La reciente jurisprudencia contempla frecuentemente causas de declaración de nulidad por esta simulación. Y profundizando en la jurisprudencia, se descubre, entre otras cosas, la mentalidad divorcista que se da en muchos contrayentes: muchos de ellos, a pesar de sus convicciones agnósticas, acceden a la celebración de un matrimonio por la Iglesia. Entonces su matrimonio, desde el momento de contraer, está viciado por este rechazo.
Es verdad que la libertad es nota característica del ser humano, nota propia y esencial en la persona humana. Y un acto tan importante en la vida de la persona como el contraer matrimonio debe ser fruto de la libertad del que contrae. Pero esa libertad no alcanza a modificar la naturaleza del matrimonio canónico, en cuanto que tal modalidad canónica ha sido deseada o elegida para contraer: se puede elegir libremente esta o aquella persona, contraer o no contraer, etc; pero hecha la elección, lo que no cabe es desnaturalizar el matrimonio canónico elegido.
Un ejemplo concreto. Nota propia del matrimonio es la indisolubilidad, es decir, el matrimonio canónico rato y consumado es para siempre (canon 1085). Al hacer esta referencia al matrimonio rato y consumado no contempla la Iglesia un matrimonio civil anterior. El matrimonio meramente civil no tiene relevancia canónica, de modo que no es obstáculo para contraer un matrimonio canónico. La propiedad esencial de la indisolubilidad, como la de la unidad, son notas o propiedades del verdadero matrimonio canónico que, si se dio realmente, tiene tal fuerza que es indispensable, es decir, no puede dispensarse la indisolubilidad para acceder a un nuevo matrimonio.
Entonces, ¿qué hacer cuando el matrimonio, que es cosa de dos, lo desea contraer un creyente-practicante con un no bautizado o con un bautizado que abandonó notoriamente la fe?
La propia Iglesia admite que puedan darse tales matrimonios y regula sobre ellos por una doble razón: porque la institución matrimonial tiene sus raíces más allá del Derecho de la Iglesia: en el Derecho Divino contra el que ni la Iglesia puede legislar; y también en cuanto que uno de los contrayentes sea católico practicante.
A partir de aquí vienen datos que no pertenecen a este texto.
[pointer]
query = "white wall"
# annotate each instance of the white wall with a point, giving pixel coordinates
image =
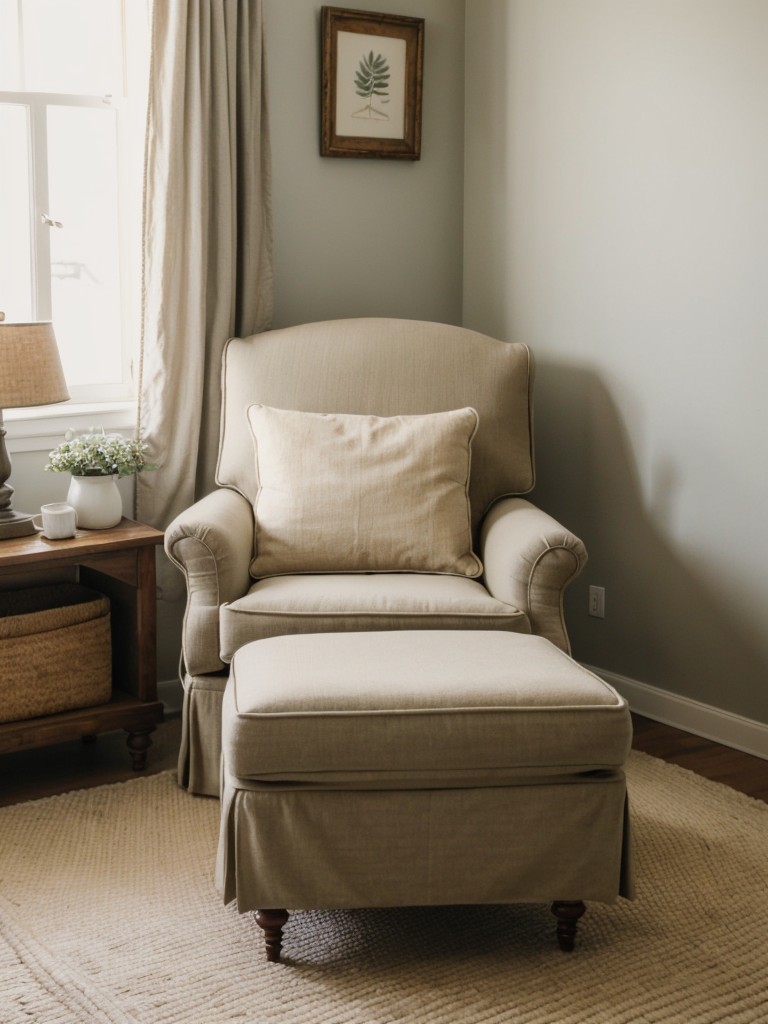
(366, 238)
(616, 220)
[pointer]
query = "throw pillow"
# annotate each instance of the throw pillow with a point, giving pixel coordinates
(340, 493)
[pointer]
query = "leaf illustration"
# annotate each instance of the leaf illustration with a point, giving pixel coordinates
(372, 78)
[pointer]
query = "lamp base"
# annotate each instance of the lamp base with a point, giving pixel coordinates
(16, 524)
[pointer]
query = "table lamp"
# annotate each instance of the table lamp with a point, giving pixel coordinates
(30, 375)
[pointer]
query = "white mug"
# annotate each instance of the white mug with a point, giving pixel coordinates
(56, 520)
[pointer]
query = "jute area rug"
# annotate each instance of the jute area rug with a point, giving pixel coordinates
(109, 915)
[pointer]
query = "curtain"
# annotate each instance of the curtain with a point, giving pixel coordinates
(207, 235)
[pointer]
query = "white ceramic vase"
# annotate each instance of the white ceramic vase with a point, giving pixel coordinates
(96, 501)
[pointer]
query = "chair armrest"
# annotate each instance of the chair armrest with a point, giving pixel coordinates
(529, 559)
(212, 544)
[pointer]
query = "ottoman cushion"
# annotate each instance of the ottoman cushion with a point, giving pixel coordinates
(413, 708)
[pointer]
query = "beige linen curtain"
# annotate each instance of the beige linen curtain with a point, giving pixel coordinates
(207, 235)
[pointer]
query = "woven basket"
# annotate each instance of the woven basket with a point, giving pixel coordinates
(55, 650)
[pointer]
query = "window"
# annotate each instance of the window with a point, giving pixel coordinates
(72, 112)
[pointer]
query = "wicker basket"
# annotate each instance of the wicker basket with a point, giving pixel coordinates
(55, 650)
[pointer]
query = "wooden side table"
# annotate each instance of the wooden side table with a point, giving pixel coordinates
(120, 563)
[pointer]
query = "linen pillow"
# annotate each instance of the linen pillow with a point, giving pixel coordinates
(340, 493)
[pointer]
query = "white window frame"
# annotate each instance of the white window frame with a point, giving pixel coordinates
(37, 104)
(113, 406)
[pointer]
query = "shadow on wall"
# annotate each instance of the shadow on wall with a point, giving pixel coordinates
(665, 626)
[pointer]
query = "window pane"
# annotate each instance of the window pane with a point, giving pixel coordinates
(72, 46)
(10, 72)
(15, 214)
(85, 270)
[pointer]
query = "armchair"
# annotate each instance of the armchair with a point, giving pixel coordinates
(375, 368)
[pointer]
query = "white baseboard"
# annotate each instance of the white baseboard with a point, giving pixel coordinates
(682, 713)
(171, 692)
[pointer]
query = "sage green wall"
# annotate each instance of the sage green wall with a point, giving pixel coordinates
(615, 219)
(366, 238)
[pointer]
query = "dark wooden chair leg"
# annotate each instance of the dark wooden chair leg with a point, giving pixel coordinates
(271, 922)
(567, 913)
(138, 743)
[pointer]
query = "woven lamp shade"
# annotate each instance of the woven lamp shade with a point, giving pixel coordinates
(30, 368)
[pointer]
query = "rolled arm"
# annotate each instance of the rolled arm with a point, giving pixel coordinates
(212, 544)
(529, 559)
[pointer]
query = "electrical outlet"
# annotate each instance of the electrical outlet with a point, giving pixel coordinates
(597, 602)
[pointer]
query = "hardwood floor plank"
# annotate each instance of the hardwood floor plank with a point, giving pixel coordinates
(740, 771)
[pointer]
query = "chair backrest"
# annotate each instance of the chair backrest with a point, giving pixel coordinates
(385, 367)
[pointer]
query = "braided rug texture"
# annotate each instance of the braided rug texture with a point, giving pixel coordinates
(108, 914)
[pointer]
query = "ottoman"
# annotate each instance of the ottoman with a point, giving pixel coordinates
(418, 768)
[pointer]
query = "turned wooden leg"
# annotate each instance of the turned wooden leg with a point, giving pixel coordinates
(138, 744)
(271, 922)
(567, 913)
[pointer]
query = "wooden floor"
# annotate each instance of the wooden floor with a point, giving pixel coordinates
(32, 774)
(722, 764)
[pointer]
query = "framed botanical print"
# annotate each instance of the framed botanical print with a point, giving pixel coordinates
(372, 84)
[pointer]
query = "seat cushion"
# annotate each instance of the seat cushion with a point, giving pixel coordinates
(344, 493)
(352, 602)
(415, 709)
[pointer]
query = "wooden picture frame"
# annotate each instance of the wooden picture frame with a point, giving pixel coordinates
(372, 84)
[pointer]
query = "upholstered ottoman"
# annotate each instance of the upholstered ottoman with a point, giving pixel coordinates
(413, 768)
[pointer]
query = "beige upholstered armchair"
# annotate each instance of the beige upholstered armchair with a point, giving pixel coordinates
(440, 421)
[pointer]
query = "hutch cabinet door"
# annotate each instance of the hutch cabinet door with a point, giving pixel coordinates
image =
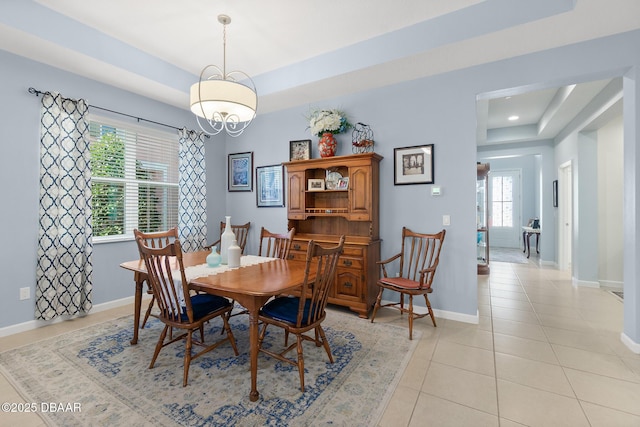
(296, 195)
(360, 193)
El canon 1071 antes citado dice en su párrafo 2: “El Ordinario de lugar no debe conceder licencia para asistir al matrimonio de quien haya abandonado notoriamente la fe católica, si no es observando con las debidas adaptaciones lo establecido en el canon 1125”. El canon 1125 habla de los matrimonios mixtos: de los matrimonios contraídos por un cónyuge católico y otro cónyuge bautizado en otra confesión cristiana pero no católica: el cónyuge no católico debe “ser instruido sobre los fines y propiedades esenciales del matrimonio que no pueden ser excluidos por ninguno de los dos”.
En los cánones del Código de Derecho Canónico que hablan de la atención pastoral y de lo que debe preceder a la celebración del matrimonio (cánones 1063 y siguientes) se dice que “corresponde al Ordinario de lugar cuidar que se organice debidamente esa asistencia” de quienes desean contraer matrimonio (canon 1064). Esa asistencia deberá ser desde la coherencia y desde la comprensión hacia las personas, pero al mismo tiempo el respeto a las personas en sus propias y totales circunstancias exigirá, por decirlo de un modo gráfico, no usar una doble medida, o distintos modos de trato a una y otra persona, si están ambas en las mismas circunstancias de vivencia de su fe, formación, etc.
En los momentos actuales esto es un reto para la Iglesia que intenta -que debe siempre intentar- más que sacramentalizar, trabajar, según repite continuamente el Papa, por una nueva Evangelización.